Which makes a really good case for making EB+AB a class feature for warlocks. As ot stands, the spell and Invocation are a tax on the class's choices. Yes, there's edge case warlock builds that can get by without EB, but if the blast is a class feature that opens the door for patron-specific modifiers for the ability. Perhaps each patron can add a unique effect to Eldritch Blast at level 3, to help differentiate warlocks. And things like Pact of the Blade could also modify EB, i.e. turn it into a melee spell attack rather than requiring the warlock to become expert in weaponry in a way it simply can't without losing to martial characters for free.
So yeah. Would be interesting to see what they could do with EB as a class feature rather than a forced spell selection.
Please do not contact or message me.
I'd been wondering how they were going to handle this in the wake of folks review bombing the playtest in response to the OGL mess. At least, people saying they were going to do that. Then I realized it's probably pretty easy to just disregard people giving everything a 0 after a certain date.
I give them a lot of credit for just setting aside the ardling until they can come up with a coherent reason for it to exist. It says a lot that they are willing to step away from something instead of forcing it on us. Also, are we really attached to the name "ardling?" Can we maybe workshop that?

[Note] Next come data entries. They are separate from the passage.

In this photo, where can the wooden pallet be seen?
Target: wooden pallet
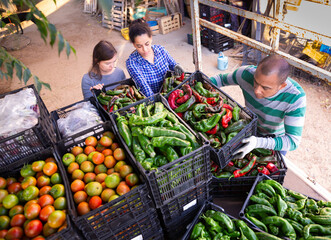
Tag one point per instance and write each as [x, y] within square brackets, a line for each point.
[170, 23]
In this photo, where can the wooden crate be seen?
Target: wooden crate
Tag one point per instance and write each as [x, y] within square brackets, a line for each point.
[170, 23]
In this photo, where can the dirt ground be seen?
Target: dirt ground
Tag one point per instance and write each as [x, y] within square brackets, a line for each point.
[83, 31]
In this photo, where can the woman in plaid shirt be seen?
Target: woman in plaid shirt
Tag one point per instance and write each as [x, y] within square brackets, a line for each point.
[149, 63]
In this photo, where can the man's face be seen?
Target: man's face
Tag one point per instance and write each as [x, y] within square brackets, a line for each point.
[266, 86]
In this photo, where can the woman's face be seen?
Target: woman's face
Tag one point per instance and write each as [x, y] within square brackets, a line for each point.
[143, 44]
[108, 66]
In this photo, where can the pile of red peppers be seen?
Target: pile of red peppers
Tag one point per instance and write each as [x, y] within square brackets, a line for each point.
[204, 109]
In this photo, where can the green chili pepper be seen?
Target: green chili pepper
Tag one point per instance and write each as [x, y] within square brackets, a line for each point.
[261, 209]
[185, 106]
[325, 211]
[172, 141]
[311, 204]
[150, 131]
[247, 231]
[144, 141]
[281, 206]
[140, 121]
[266, 236]
[169, 152]
[202, 91]
[223, 219]
[235, 113]
[197, 229]
[284, 225]
[207, 124]
[297, 226]
[277, 187]
[257, 222]
[230, 136]
[257, 199]
[316, 229]
[137, 150]
[124, 130]
[296, 194]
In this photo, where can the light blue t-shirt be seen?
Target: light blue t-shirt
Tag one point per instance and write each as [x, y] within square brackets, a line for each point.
[88, 82]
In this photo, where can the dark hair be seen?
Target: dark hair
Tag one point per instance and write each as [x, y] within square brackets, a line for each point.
[275, 64]
[104, 50]
[137, 28]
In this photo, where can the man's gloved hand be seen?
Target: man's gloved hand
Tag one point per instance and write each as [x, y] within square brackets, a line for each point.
[250, 144]
[178, 70]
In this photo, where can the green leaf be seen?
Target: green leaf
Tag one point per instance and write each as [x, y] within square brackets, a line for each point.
[9, 67]
[26, 75]
[37, 83]
[42, 29]
[68, 49]
[60, 43]
[53, 31]
[18, 68]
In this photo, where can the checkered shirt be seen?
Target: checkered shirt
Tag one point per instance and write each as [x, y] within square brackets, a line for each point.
[149, 77]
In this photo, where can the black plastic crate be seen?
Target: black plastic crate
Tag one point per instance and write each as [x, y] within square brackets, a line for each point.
[27, 142]
[13, 170]
[190, 170]
[63, 112]
[184, 204]
[223, 187]
[104, 222]
[209, 206]
[224, 155]
[112, 86]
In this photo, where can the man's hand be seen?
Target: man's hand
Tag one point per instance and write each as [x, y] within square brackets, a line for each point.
[250, 144]
[178, 70]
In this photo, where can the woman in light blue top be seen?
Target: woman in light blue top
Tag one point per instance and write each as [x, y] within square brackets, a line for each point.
[103, 70]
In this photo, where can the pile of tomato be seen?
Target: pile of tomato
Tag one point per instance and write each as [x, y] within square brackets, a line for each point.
[98, 172]
[33, 205]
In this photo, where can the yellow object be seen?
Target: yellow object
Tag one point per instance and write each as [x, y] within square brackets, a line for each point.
[125, 33]
[318, 56]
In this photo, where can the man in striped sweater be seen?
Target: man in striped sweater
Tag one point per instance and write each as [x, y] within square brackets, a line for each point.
[278, 101]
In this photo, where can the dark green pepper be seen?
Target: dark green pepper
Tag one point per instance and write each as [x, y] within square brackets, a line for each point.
[284, 225]
[185, 106]
[207, 124]
[151, 131]
[235, 113]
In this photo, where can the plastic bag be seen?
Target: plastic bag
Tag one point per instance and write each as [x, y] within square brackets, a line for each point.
[18, 112]
[83, 116]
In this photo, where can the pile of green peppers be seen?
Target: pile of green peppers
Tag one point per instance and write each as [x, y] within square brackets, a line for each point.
[203, 108]
[121, 96]
[286, 213]
[154, 135]
[216, 225]
[169, 83]
[258, 161]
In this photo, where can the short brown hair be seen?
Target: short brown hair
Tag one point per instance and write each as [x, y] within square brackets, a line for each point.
[275, 64]
[137, 28]
[104, 50]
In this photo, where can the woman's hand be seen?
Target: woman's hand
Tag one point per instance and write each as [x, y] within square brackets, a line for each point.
[97, 87]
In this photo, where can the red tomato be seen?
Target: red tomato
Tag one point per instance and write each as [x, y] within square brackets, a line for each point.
[14, 233]
[32, 211]
[56, 219]
[45, 200]
[45, 212]
[33, 228]
[17, 221]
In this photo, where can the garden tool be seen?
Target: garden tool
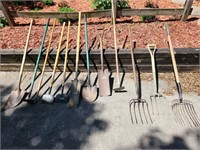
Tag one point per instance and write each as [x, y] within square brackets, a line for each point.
[18, 95]
[139, 104]
[183, 110]
[37, 63]
[45, 61]
[63, 97]
[104, 81]
[152, 50]
[75, 86]
[119, 86]
[89, 92]
[48, 97]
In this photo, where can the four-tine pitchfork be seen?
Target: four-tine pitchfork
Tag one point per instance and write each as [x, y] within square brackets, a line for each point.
[139, 102]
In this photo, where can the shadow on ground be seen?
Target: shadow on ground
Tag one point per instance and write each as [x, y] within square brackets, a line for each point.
[50, 126]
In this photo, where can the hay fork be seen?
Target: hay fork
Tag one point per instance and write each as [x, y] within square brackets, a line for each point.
[156, 95]
[139, 102]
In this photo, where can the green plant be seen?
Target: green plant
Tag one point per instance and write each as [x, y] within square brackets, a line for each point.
[48, 2]
[106, 4]
[65, 10]
[149, 4]
[3, 22]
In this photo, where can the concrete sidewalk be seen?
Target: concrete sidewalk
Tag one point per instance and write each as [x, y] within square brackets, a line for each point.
[104, 124]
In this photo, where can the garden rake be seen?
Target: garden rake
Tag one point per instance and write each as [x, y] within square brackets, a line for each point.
[141, 104]
[183, 110]
[157, 95]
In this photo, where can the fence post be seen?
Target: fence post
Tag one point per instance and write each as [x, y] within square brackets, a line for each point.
[114, 6]
[187, 9]
[6, 13]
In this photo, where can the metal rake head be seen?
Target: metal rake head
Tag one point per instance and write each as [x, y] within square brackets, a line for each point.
[139, 107]
[154, 104]
[184, 113]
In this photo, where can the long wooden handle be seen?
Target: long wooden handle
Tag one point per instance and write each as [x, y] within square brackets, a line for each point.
[78, 44]
[66, 54]
[115, 43]
[46, 57]
[24, 55]
[57, 55]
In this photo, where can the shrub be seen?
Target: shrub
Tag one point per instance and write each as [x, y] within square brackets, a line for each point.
[48, 2]
[149, 4]
[3, 21]
[106, 4]
[65, 10]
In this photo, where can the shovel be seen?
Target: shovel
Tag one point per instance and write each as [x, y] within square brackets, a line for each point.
[89, 93]
[37, 63]
[119, 88]
[48, 97]
[104, 81]
[63, 97]
[45, 61]
[75, 86]
[183, 110]
[18, 95]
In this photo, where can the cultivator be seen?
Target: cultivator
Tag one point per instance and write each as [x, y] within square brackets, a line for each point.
[183, 110]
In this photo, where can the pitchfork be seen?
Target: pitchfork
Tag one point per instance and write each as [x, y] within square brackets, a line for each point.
[156, 95]
[138, 101]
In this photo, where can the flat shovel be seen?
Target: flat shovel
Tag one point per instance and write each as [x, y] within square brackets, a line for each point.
[89, 92]
[75, 86]
[104, 81]
[18, 95]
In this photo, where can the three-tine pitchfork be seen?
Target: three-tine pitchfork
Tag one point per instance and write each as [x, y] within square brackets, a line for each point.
[139, 102]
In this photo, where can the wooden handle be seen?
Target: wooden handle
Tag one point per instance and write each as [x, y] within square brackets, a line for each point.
[78, 43]
[66, 53]
[46, 57]
[24, 55]
[57, 55]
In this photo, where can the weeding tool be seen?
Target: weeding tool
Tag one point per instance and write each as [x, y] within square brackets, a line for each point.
[75, 86]
[89, 92]
[152, 50]
[183, 110]
[48, 97]
[119, 87]
[63, 97]
[17, 96]
[138, 101]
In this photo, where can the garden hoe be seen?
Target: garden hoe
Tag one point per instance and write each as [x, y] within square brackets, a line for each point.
[152, 50]
[18, 95]
[104, 81]
[138, 103]
[63, 97]
[48, 97]
[75, 86]
[89, 92]
[119, 87]
[183, 110]
[37, 63]
[45, 62]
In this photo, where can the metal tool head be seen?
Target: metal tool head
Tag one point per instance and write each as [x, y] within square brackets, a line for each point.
[141, 110]
[74, 94]
[155, 99]
[185, 113]
[104, 82]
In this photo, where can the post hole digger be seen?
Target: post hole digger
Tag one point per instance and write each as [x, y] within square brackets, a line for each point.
[139, 102]
[18, 95]
[48, 97]
[89, 93]
[156, 95]
[75, 86]
[63, 97]
[183, 110]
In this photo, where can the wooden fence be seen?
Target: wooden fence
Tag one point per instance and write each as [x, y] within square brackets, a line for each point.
[184, 12]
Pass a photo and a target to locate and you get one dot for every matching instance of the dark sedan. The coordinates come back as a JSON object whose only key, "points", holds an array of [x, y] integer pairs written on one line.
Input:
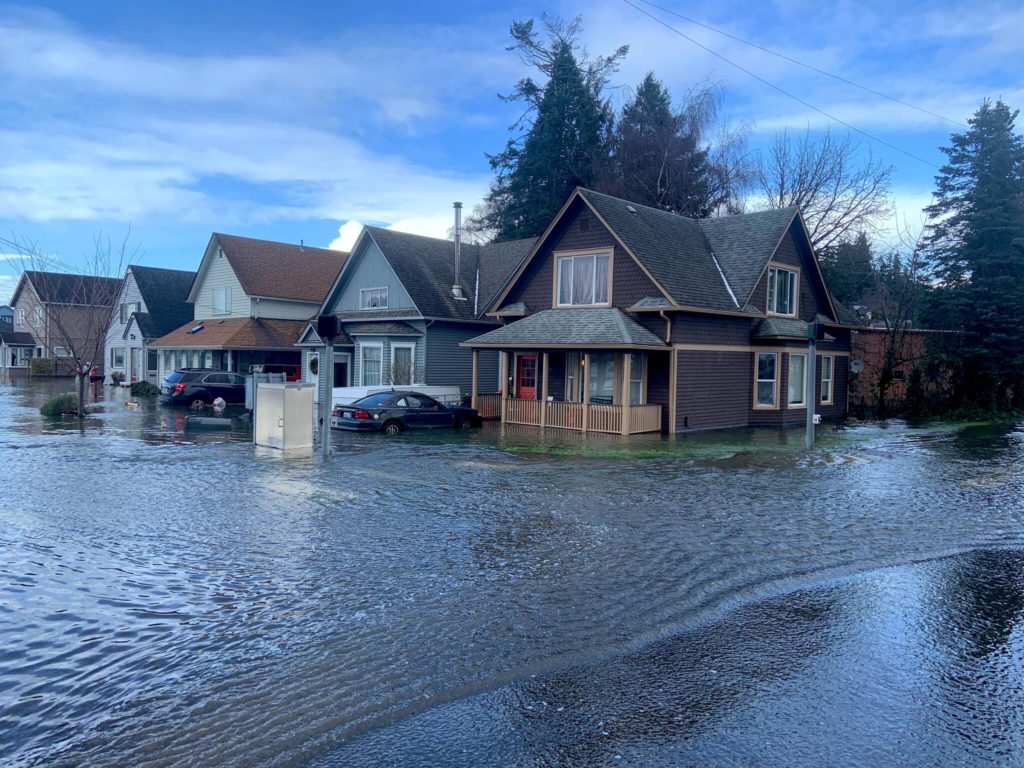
{"points": [[392, 413]]}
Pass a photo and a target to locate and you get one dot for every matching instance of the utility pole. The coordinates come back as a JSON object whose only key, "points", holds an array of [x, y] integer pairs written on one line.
{"points": [[811, 389]]}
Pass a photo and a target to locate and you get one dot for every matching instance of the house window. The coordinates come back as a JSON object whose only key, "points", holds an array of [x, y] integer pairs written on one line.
{"points": [[403, 364], [637, 363], [781, 291], [798, 380], [827, 366], [371, 368], [222, 300], [373, 298], [766, 380], [583, 281]]}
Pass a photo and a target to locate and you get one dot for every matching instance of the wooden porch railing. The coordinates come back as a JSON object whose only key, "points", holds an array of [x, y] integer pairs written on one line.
{"points": [[559, 415]]}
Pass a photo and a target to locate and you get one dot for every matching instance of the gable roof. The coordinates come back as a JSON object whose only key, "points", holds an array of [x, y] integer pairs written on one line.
{"points": [[585, 327], [426, 268], [165, 293], [62, 288], [281, 270]]}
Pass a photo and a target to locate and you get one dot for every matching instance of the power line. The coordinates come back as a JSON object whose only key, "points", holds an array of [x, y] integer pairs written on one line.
{"points": [[781, 90], [797, 61]]}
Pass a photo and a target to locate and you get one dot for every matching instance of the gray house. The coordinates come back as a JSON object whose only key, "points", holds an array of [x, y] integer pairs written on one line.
{"points": [[404, 311]]}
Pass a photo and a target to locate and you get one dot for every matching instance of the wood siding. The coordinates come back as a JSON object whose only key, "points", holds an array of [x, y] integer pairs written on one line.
{"points": [[370, 269]]}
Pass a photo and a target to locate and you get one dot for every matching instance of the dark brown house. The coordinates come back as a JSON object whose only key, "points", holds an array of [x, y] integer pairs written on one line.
{"points": [[625, 318]]}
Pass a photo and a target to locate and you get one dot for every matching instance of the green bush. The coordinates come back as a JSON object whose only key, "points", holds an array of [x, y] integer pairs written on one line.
{"points": [[57, 407], [41, 366], [144, 389]]}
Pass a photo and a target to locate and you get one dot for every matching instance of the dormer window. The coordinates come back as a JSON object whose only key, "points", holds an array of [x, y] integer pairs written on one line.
{"points": [[373, 298], [782, 291], [583, 280]]}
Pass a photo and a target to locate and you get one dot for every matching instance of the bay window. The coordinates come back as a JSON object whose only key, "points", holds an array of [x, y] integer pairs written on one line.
{"points": [[798, 380], [583, 280], [781, 291], [766, 380]]}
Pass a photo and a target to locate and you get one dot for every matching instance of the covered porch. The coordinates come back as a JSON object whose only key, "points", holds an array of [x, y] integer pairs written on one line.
{"points": [[609, 379]]}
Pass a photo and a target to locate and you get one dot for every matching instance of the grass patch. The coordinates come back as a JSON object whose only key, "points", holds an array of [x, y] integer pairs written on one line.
{"points": [[57, 407], [144, 389]]}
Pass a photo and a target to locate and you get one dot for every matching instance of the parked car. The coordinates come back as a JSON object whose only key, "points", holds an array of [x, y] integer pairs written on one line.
{"points": [[186, 386], [392, 413]]}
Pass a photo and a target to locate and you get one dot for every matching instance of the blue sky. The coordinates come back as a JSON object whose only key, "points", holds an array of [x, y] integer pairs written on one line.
{"points": [[286, 123]]}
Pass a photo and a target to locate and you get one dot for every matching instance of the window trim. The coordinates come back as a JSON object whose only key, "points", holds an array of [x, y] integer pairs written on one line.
{"points": [[557, 256], [796, 289], [366, 291], [411, 346], [830, 380], [777, 382], [379, 345], [788, 371]]}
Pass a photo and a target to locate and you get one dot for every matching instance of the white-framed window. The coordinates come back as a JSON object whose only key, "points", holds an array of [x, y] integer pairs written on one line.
{"points": [[766, 380], [782, 291], [370, 365], [797, 388], [222, 300], [373, 298], [827, 375], [403, 363], [637, 365], [583, 280]]}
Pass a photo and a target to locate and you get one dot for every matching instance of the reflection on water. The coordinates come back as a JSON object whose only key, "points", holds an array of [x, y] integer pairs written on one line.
{"points": [[169, 597]]}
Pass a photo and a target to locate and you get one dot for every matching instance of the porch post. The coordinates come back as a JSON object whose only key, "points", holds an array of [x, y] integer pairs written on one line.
{"points": [[476, 366], [627, 374], [505, 384], [586, 392], [544, 390]]}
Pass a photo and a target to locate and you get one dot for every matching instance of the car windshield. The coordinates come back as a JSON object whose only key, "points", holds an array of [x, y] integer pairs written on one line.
{"points": [[380, 398]]}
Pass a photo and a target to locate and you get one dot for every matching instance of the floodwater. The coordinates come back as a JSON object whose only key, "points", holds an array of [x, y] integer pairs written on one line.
{"points": [[507, 600]]}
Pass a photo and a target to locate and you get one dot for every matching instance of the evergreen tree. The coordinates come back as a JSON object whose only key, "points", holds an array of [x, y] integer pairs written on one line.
{"points": [[656, 155], [976, 243], [849, 269], [566, 143]]}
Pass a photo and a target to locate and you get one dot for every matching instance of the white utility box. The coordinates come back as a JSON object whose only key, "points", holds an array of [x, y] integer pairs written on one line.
{"points": [[281, 418]]}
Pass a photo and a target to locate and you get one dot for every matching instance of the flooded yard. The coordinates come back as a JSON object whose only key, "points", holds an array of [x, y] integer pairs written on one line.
{"points": [[507, 599]]}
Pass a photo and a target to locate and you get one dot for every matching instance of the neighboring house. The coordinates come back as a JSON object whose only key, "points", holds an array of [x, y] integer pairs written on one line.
{"points": [[251, 299], [153, 302], [65, 313], [625, 318], [403, 312]]}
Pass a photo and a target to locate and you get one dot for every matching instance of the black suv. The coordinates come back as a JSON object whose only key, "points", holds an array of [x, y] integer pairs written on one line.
{"points": [[186, 386]]}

I'd love to see Eldritch Blast become a class feature. Then add agonizing blast at level 3 to make it less attractive for MC dips. And maybe, make buffing it be like cleric holy orders they're tinkering with. At level X, you can add repelling blast or grasp of hadar or eldritch spear. At level Y, you can add one of the ones you didn't pick the first go around. And/or let you change the damage type to make it more thematic with your patron (The Undead does necrotic, The Celestial does radiant, etc.) It just opens up a lot of options to make it more flavorful.